Has the honeymoon period for AI language models passed? Is the quality of GPT series products on the decline?

share
Has the honeymoon period for AI language models passed? Is the quality of GPT series products on the decline?

The updated version of GPT-4 released in June has faced criticism and backlash from thousands of paying users for its quality. Research papers have pointed out that the development and user experience of GPT have worsened over time. However, whether defining its performance as good or bad, or providing evidence of functional degradation, there are still many details that need to be interpreted.

Is GPT Deteriorating with Each Update?

Recently, a paper discussing whether the behavior of " ChatGPT changes over time" has been widely circulated and discussed. The content of the paper implies that GPT-4 has been deteriorating since its launch.

The paper tested GPT-3.5 and GPT-4 on four tasks, including math problems, prime number checking, sensitive question responses, code generation, and visual reasoning. The data shows that GPT-4 has shown changes in the quality of answers in math problems and code generation tasks, with the math problems being particularly noteworthy.

It is evident that in terms of accuracy in answering math problems, there have been significant changes between GPT-4 and GPT-3.5, with the former deteriorating while the latter improving. The study points out that GPT-4 almost always tends to guess a number is composite when judging all prime numbers, lacking logical reasoning structures, hence seen as a performance decline.

In the test of code generation, the paper found that compared to the version from March, the June version of GPT-4, when generating and correcting code, did not fully assess the correctness of the code, making the generated code unable to be executed directly.

Consistent User Feedback

Some users expressed on Twitter that the quality of GPT series products has indeed diminished in terms of accuracy in answering questions after recent updates.

OpenAI developer Logan.GPT also publicly responded to numerous comments, thanking users for their feedback on the GPT-4 user experience and initiating an investigation.

Questions Raised on Evaluation Standards in the Paper

However, the above arguments have been questioned for oversimplifying the definition of the performance behavior of language models and the good or bad behavior, and the content still needs further discussion.
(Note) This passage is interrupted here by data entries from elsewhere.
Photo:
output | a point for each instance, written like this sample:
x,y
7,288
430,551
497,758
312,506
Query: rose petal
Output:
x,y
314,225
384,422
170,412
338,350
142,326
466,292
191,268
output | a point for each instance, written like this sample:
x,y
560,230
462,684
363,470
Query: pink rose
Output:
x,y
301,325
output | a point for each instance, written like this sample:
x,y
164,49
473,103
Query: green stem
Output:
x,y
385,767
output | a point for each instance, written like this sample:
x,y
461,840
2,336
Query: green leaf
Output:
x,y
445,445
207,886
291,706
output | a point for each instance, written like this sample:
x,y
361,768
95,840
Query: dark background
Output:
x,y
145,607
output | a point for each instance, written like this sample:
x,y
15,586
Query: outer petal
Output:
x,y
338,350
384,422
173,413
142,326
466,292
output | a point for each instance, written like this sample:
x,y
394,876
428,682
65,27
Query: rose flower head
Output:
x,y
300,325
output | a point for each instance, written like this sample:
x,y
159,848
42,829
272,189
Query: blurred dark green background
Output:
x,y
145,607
An article from Substack argues: "Changes in performance behavior of language models on specific tasks do not necessarily mean a decrease in their capabilities."

The writer states that in the context of chatbots, capability refers to the model's ability to understand and process language, while behavior refers to how the model responds based on different prompts and questions.
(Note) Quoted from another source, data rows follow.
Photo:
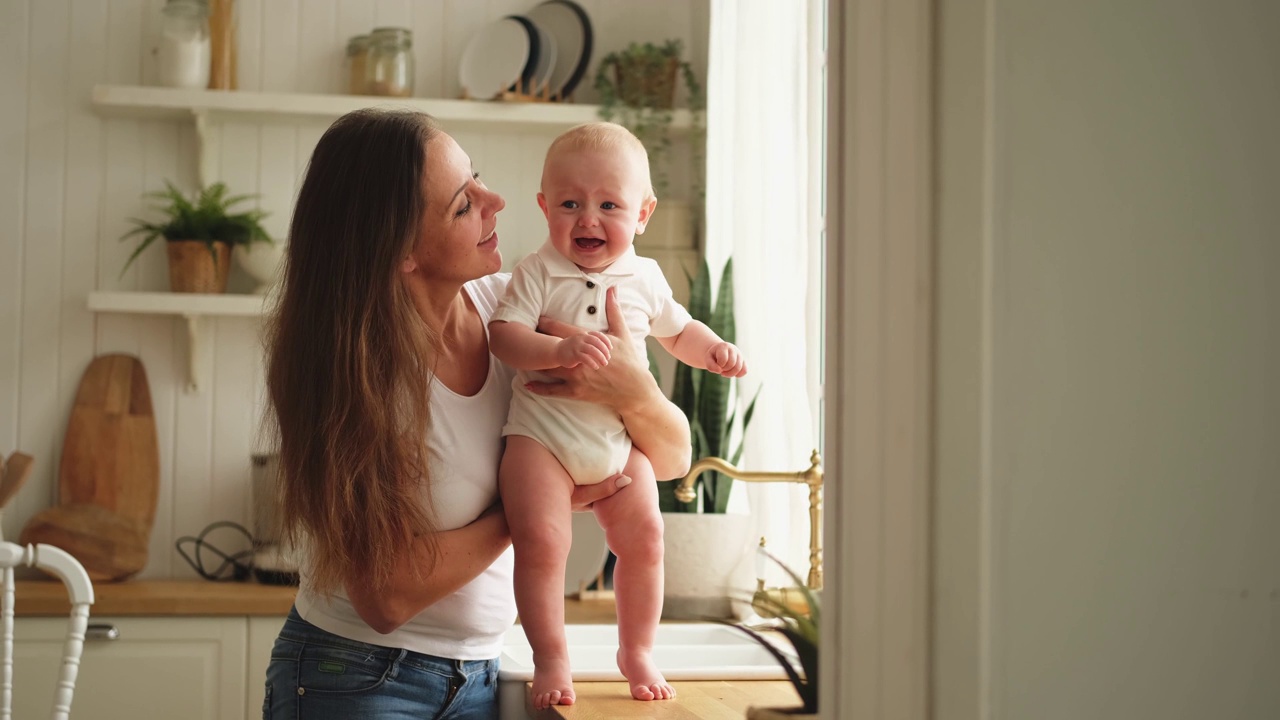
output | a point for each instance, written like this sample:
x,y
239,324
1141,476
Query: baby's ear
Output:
x,y
647,209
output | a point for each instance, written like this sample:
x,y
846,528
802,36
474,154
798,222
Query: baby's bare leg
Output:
x,y
535,493
632,525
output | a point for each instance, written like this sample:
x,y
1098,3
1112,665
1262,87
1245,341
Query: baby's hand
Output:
x,y
586,349
726,359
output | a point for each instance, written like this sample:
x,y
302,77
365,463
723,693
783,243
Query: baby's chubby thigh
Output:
x,y
588,440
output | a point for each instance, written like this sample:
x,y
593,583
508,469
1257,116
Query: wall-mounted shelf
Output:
x,y
167,103
205,106
190,306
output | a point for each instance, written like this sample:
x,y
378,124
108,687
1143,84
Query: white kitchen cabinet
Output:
x,y
190,668
261,637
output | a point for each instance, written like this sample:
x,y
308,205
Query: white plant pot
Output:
x,y
261,261
707,568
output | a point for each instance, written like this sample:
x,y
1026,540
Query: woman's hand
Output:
x,y
622,383
585,495
657,428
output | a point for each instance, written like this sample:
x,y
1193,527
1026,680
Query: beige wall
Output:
x,y
1109,478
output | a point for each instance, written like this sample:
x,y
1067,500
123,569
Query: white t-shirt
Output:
x,y
466,446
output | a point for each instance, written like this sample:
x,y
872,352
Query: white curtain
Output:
x,y
760,185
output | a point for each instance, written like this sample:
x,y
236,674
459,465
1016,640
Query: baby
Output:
x,y
597,195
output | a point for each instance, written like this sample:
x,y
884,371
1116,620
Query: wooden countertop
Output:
x,y
708,700
158,597
37,598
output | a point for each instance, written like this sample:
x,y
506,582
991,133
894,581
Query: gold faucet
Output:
x,y
810,477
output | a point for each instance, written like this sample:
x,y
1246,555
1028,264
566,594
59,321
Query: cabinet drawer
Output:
x,y
158,668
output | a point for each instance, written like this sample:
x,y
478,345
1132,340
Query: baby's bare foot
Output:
x,y
552,683
647,682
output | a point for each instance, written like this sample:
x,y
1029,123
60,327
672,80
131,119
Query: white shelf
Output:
x,y
167,103
176,304
187,305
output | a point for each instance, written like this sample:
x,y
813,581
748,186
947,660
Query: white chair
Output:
x,y
80,588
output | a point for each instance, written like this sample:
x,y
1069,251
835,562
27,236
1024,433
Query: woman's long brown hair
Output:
x,y
348,356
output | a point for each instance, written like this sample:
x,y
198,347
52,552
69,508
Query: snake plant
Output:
x,y
709,400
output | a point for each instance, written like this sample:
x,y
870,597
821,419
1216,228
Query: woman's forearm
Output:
x,y
464,554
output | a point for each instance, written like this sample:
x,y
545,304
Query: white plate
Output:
x,y
567,23
494,59
545,64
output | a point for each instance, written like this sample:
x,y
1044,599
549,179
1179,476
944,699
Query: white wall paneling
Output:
x,y
71,176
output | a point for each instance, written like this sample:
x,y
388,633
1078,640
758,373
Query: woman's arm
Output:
x,y
656,425
464,554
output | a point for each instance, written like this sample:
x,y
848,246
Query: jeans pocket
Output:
x,y
333,670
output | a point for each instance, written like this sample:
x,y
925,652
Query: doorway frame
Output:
x,y
878,387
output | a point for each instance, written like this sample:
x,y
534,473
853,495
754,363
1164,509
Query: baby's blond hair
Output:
x,y
609,137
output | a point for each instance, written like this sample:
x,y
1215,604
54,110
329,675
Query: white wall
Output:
x,y
1109,478
69,180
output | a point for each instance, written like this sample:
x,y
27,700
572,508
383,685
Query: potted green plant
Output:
x,y
638,89
699,584
799,627
200,233
707,399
Regarding math problems, the writer explains that GPT-4 did not reason about " Chain of Thought, COT" as expected. However, in reality, all four models performed poorly, merely guessing based on the way they were updated and corrected.
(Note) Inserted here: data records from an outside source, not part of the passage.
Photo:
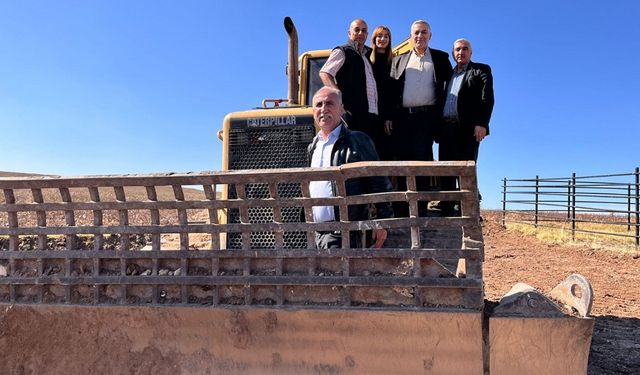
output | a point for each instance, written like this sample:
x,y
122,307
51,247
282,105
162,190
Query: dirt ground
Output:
x,y
510,257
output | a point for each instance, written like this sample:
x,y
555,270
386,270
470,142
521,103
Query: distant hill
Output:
x,y
19,174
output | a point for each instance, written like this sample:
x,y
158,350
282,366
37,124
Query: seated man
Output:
x,y
335,145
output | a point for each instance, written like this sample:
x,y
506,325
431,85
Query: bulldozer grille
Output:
x,y
269,148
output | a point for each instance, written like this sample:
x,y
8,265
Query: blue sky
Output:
x,y
102,87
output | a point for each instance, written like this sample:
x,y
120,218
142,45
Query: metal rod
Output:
x,y
504,201
637,206
536,197
629,208
573,206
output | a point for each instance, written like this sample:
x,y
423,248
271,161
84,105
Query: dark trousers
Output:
x,y
413,137
333,240
362,121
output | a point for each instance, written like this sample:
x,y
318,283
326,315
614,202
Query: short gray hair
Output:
x,y
463,40
422,22
330,89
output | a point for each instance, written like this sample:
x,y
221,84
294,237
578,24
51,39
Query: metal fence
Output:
x,y
607,205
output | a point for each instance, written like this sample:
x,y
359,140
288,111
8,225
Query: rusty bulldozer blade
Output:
x,y
523,300
575,291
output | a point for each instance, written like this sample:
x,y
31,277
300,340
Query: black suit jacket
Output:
x,y
442,68
475,98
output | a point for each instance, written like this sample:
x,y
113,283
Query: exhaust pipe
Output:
x,y
292,65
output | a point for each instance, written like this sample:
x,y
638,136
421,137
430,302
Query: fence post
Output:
x,y
535,220
637,206
629,208
504,201
573,206
568,200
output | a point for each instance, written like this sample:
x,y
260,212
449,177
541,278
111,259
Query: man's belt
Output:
x,y
419,109
450,121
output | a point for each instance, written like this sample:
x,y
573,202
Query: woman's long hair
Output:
x,y
387,51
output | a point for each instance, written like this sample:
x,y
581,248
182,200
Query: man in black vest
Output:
x,y
349,70
467,111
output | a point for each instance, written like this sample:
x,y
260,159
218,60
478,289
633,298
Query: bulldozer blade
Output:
x,y
575,291
525,301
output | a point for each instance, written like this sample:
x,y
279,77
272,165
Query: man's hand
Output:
x,y
480,132
388,127
379,236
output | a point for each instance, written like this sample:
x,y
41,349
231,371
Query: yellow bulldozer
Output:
x,y
218,273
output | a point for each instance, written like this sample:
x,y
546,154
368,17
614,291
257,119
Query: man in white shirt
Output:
x,y
335,145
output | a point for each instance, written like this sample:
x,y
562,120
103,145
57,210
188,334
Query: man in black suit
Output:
x,y
420,77
467,111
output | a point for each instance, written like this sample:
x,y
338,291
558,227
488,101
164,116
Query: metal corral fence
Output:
x,y
606,205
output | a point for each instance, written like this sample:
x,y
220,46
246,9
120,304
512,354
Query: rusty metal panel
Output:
x,y
115,240
533,346
246,341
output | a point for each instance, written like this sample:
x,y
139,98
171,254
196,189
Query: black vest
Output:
x,y
352,80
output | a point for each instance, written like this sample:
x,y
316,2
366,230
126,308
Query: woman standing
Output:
x,y
381,56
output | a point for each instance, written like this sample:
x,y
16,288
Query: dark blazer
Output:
x,y
442,68
475,98
351,147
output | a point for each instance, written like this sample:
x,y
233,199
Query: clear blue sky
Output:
x,y
102,87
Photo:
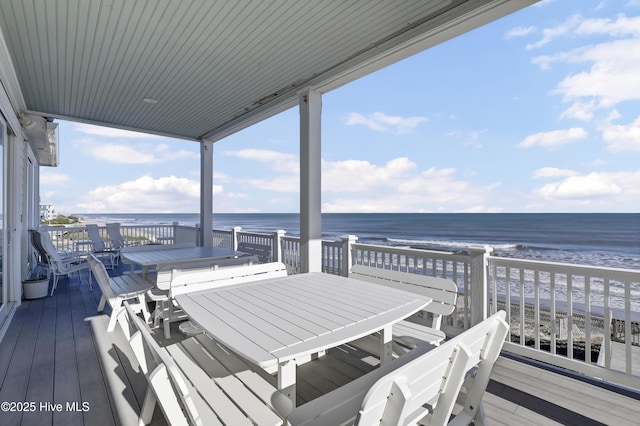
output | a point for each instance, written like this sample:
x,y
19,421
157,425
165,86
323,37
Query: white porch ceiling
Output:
x,y
213,66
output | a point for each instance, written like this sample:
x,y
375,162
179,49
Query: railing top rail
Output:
x,y
260,234
564,268
401,249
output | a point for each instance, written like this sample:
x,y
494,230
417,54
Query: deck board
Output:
x,y
66,381
57,349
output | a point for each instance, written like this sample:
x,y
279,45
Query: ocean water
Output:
x,y
606,239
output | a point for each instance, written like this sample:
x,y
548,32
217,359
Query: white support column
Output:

The writer also believes that the behavioral changes of GPT-4 in math problems may be due to the selection of test data (almost 500 questions testing only prime numbers) and improper evaluation methods, rather than a degradation in its capabilities.

The article concludes:

In conclusion, this paper also tells us how challenging it is to apply artificially designed indicators or evaluation standards to discuss the performance changes of AI language training models.